Node unable to join cluster

komdat

New Member
Jun 6, 2011
14
0
1
Hi,

I have a Proxmox 2.1 cluster up and running for 2 Months. The last days I added a few nodes, and now the last one (the 11th) is not able to join the cluster. Network is fine, system clocks match, the other ten are running flawless. They're all blades devided up in 2 bladecenters which are connected to the same managed switches. I've already tried rebooting, removing the node and rejoining, joining at another node, etc.

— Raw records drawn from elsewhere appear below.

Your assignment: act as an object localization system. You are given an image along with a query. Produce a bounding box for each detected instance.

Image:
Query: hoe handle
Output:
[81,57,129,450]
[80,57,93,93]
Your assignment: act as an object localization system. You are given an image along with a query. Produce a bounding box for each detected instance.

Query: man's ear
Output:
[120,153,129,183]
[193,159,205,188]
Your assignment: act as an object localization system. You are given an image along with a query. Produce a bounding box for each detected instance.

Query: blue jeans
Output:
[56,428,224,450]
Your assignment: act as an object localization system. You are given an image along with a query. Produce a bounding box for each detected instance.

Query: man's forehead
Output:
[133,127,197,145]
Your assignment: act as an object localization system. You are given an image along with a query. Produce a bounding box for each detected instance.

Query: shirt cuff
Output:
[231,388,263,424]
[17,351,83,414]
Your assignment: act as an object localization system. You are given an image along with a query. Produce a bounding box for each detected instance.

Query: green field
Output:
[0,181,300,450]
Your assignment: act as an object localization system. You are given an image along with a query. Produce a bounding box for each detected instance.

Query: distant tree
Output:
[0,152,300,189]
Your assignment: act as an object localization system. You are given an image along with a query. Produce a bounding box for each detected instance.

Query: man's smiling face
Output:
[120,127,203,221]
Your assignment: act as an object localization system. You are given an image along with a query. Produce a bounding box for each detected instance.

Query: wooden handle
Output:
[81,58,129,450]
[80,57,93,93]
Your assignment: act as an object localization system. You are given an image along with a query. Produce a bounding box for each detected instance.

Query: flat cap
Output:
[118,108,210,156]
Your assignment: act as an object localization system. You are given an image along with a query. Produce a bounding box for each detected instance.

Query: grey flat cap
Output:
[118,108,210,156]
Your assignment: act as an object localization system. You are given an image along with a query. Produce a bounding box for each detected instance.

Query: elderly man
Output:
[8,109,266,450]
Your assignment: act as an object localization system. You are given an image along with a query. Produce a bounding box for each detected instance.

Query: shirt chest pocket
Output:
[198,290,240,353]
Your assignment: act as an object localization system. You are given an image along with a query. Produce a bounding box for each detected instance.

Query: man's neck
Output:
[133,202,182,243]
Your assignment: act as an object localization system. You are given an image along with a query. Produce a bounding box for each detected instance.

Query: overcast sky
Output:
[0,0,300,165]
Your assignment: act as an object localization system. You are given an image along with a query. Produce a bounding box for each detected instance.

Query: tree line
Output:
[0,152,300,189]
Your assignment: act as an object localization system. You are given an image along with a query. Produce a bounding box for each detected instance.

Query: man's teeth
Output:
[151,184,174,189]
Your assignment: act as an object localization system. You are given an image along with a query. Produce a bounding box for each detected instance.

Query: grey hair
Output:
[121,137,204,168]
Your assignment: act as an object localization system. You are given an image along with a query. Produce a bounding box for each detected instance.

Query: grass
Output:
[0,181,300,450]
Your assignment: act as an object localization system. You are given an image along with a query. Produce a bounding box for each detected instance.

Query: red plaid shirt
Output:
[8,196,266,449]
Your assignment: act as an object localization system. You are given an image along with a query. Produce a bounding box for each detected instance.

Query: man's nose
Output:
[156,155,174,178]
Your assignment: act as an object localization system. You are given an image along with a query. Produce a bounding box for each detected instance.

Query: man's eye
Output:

When I'm trying to add the node I get this:
Code:
can't create shared ssh key database '/etc/pve/priv/authorized_keys'
copy corosync auth key
stopping pve-cluster service
Stopping pve cluster filesystem: pve-cluster.
backup old database
Starting pve cluster filesystem : pve-cluster.
Starting cluster: 
   Checking if cluster has been disabled at boot... [  OK  ]
   Checking Network Manager... [  OK  ]
   Global setup... [  OK  ]
   Loading kernel modules... [  OK  ]
   Mounting configfs... [  OK  ]
   Starting cman... [  OK  ]
   Waiting for quorum... Timed-out waiting for cluster
[FAILED]
waiting for quorum...
I've waited for a really long time (>30 min), but nothing happens any more at this point.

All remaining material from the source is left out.